Atualizado: 14 de jun. de 2019

Às vezes ainda ouço aquela voz aqui na parte de trás da minha cabeça. É como um grilo falante … sempre a deitar-me abaixo.”




O Manel tem 21 anos, um aluno brilhante no secundário que entrou facilmente num curso superior tão apetecível, quanto difícil. Nos primeiros 2 anos, aparentemente sem explicação, as suas notas caíram a pique. Esta experiência do fracasso – na única área em que era brilhante – trouxe o colapso da sua estrutura emocional. Ou, mais simplesmente, o Manel deprimiu.


Mas a depressão não é bem uma doença, pois não? É … uma cena… “sei que não estou bem, mas isto há-de passar com certeza; “tenho é que me concentrar nos estudos”; “a minha vida até é tão boa! Não tenho problemas”; “Os meus pais apoiam-me em tudo”.


É extensa a lista de argumentos que ouvimos para desvalorizar a depressão. A melhor que ouvi até hoje? – “Não tenho tempo para deprimir!”

Acerca disto, ando a ler um livro (já de 2005) de Peter Kramer “Against Depression” que distingue com dados da investigação e com um discurso invejavelmente claro, o que a depressão é de facto, daquilo que é para nós. Ou seja, entre o que as descobertas da ciência nos ensinaram e as crenças da vox pop. (Voltarei a este assunto um destes dias).

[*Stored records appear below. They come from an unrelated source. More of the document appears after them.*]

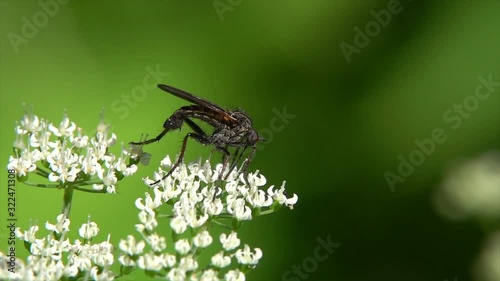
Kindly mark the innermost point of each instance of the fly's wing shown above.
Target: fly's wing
(199, 101)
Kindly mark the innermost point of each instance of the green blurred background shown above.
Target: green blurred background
(352, 120)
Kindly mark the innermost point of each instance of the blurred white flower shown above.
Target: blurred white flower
(234, 275)
(219, 260)
(131, 247)
(471, 188)
(230, 241)
(182, 246)
(247, 257)
(62, 157)
(203, 239)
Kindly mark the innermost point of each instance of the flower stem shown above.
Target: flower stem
(68, 196)
(89, 190)
(42, 185)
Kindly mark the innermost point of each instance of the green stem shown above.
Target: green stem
(266, 212)
(68, 197)
(42, 171)
(37, 172)
(89, 190)
(42, 185)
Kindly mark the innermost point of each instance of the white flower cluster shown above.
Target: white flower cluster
(197, 199)
(55, 257)
(471, 189)
(64, 155)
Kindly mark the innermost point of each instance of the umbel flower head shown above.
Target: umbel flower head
(65, 156)
(55, 257)
(193, 198)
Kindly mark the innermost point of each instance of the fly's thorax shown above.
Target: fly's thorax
(243, 119)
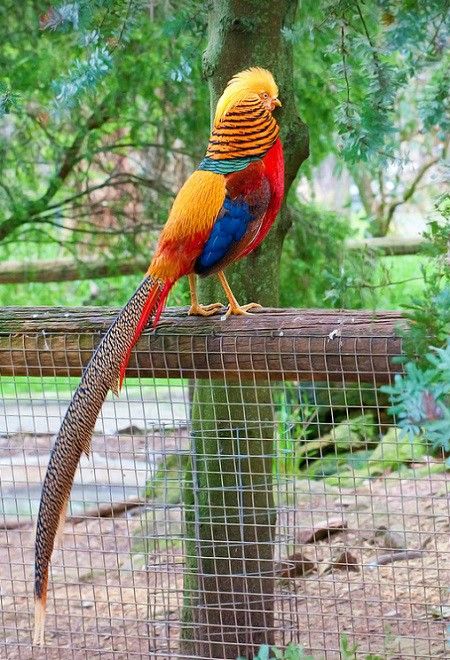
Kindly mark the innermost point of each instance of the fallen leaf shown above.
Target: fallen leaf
(322, 530)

Mas falava eu do Manel e do seu Grilo Falante. Esse personagem do Pinóquio que representa a sua consciência e que foi escolhido pela Fada Madrinha para ajudar o rapaz de madeira a distinguir o bem do mal. Essa consciência é, nas palavras do próprio grilo, aquela vozinha sempre presente e que muitas vezes as pessoas ignoram.


Só que o Manel não a ignora! E essa voz não lhe diz apenas o que está certo e errado. Essa voz diz-lhe muitas vezes que ELE está errado, que fez mal, que não serve para nada, que não vai correr bem, que não vale a pena, que ele merece estar sozinho!

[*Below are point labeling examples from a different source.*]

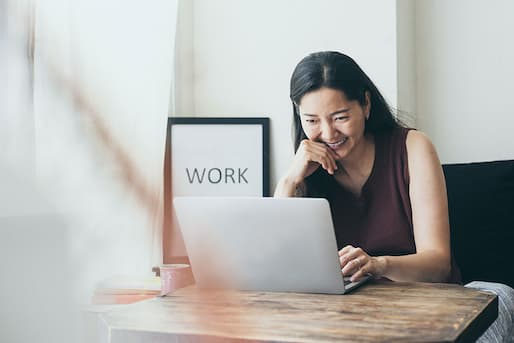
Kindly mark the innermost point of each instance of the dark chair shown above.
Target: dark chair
(481, 207)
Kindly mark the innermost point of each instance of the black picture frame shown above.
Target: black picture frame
(263, 123)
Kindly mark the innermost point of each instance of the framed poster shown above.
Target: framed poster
(212, 157)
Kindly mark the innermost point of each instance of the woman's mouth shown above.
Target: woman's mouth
(336, 145)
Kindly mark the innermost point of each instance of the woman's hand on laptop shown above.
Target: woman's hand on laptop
(357, 263)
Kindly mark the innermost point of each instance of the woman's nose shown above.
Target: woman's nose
(328, 132)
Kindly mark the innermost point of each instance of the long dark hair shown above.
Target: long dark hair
(335, 70)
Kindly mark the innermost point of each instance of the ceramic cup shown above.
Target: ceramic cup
(175, 276)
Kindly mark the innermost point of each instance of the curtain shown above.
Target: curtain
(103, 73)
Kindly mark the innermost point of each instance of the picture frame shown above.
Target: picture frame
(212, 156)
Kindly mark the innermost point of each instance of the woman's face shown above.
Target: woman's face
(328, 117)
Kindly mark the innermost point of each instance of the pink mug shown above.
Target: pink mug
(175, 276)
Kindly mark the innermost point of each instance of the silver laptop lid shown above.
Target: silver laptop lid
(272, 244)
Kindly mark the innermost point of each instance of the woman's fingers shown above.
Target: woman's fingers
(320, 153)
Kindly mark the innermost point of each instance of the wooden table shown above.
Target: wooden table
(378, 311)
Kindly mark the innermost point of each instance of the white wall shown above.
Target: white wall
(465, 74)
(245, 51)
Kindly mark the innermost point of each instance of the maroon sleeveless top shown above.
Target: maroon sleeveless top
(380, 219)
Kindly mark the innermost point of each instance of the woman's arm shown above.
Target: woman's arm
(427, 191)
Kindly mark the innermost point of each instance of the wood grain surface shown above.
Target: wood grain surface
(379, 311)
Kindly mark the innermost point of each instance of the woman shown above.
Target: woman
(384, 182)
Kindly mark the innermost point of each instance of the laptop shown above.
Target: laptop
(262, 244)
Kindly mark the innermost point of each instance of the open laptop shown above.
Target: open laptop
(262, 244)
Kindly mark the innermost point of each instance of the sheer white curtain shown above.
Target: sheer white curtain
(102, 77)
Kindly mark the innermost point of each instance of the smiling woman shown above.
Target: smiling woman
(384, 181)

Curiosamente (ou não!) a investigação associa esta voz negativa, introsiva, e muitas vezes destruidora, a outro animal que não um grilo e chama-lhe ruminação. Um pensamento negativo, autorreferenciado e que se instala contaminando a vida emocional, social, e relacional dessa pessoa. Uma voz que se aproveita das suas fragilidades e que a debilita ainda mais, destruindo até a essencial capacidade de resolver problemas, mesmo os mais pequeninos.


O Manel às tantas perguntava: “Como é que se faz para calar esta voz”?

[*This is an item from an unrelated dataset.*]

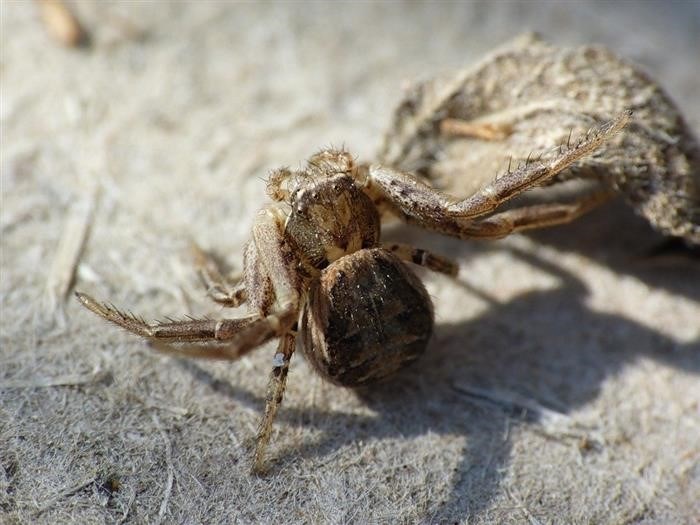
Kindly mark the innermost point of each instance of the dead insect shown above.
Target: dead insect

Talvez não tenhamos que a calar! E se começarmos antes uma conversa? E se respondermos com outra perspetiva?

E se deixarmos de olhar para o Grilo Falante como aquela voz que nos diz o que está certo ou errado, e que cai demasiadas vezes na tentação de nos dizer que estamos errados?


E se passássemos a tê-lo como um companheiro de viagem, de conversa? Alguém que, já que está sempre por ali, nos pode fazer companhia?